Toyota aims to restore Japan output early 2012: source
By Kentaro Sugiyama
TOYKO (Reuters) - Toyota Motor Corp has told parts suppliers it aims to restore Japanese production to normal levels by early 2012, recovering from the impact of Thai flooding that hit suppliers, a source familiar with the situation said on Wednesday.
A Toyota spokeswoman declined to comment on the plans, although the company said on Wednesday its three Thai factories would resume partial operations on November 21 as it grapples with the impact of Thailand's worst flooding in 50 years.
Japan's top automaker has halted production at the three plants in its southeast Asia production hub since October 10 after flooding affected suppliers, forcing it to reduce production from October 24 in Japan, where output is running at 70 to 80 percent of planned levels.
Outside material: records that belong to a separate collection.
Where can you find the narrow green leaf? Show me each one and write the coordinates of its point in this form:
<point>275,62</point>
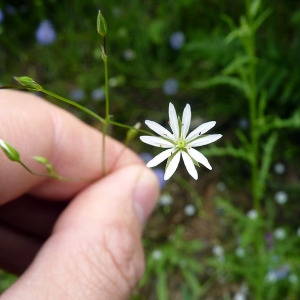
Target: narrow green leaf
<point>132,132</point>
<point>29,83</point>
<point>101,24</point>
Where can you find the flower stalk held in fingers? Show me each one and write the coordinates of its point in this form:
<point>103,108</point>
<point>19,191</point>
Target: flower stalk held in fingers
<point>180,143</point>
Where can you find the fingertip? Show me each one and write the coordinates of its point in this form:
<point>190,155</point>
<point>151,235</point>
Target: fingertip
<point>145,194</point>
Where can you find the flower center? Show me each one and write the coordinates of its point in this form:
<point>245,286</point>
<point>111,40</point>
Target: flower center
<point>181,144</point>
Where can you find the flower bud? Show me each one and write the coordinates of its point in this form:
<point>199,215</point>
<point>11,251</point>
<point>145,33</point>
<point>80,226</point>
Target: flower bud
<point>10,151</point>
<point>101,24</point>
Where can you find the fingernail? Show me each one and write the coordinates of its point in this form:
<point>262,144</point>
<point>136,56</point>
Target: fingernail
<point>145,195</point>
Toyota aims to secure alternative parts by the end of this year and return output to originally planned levels at the start of 2012, the source said, adding Toyota was also looking at how it might restore production from overseas plants at about the same pace as its recovery in Japan.
The plan is in line with analysts' expectations of a relatively swift restoration of production after Toyota said the disruption would not be as severe after as the March earthquake and tsunami in Japan.
"Our view was that it would take 1-1/2 to two months to resolve supply chain problems caused by flooding in Thailand," Bank of America Merrill Lynch auto analyst Takaki Nakanishi wrote in a research note.
"Our impression was that the company would make back much of the production lost in October-December before the end of the business year (on March 31)."